Areas that don't qualify for the gross value reduction — likely the "vast majority" of the legacy fields, Balash said — would have a 35 percent base tax rate and a per-barrel allowance on a sliding scale. The allowance would be as high as $8 a barrel at oil prices less than about $90, according to one calculation, and down to nothing at higher prices, around $160 or above.
In presentations to the committee, consultants said that under the plan, the effective tax rate on oil at $60 a barrel would be zero.
Gov. Sean Parnell proposed an oil tax overhaul as a way to boost investment and production. One of the tenets of the original SB21 was to provide "more downside price protection for Alaskans in exchange for more upside price revenue to the companies," according to Parnell's office.
House Resources co-chair Eric Feige has said that having a "slightly lower" level of government take at lower oil prices "should greatly enhance" project economics for companies. But he said there's a sense that the state "should have a little bit more of a bite" at higher prices.

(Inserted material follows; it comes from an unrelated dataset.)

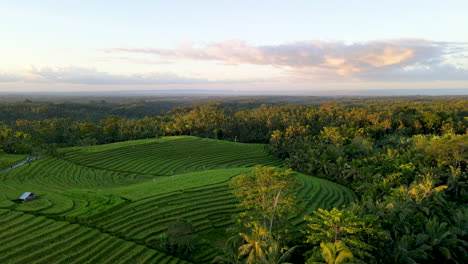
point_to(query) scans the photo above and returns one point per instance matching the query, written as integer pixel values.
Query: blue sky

An analysis of the bill, based on the last forecast for oil prices and production, said the state could lose up to $4.8 billion under the plan through 2019. That fiscal impact — a mix of impacts on revenue and the state operating budget — is based on a forecast that assumes continued production declines and oil prices of between $109 a barrel and $118 a barrel through 2019. The hit is about $1 billion less, on the high end, than the bill that passed the Senate. An updated revenue forecast is expected within days.
The analysis is billed as something of a worst-case scenario that doesn't account for possible increases in production that might result from the plan.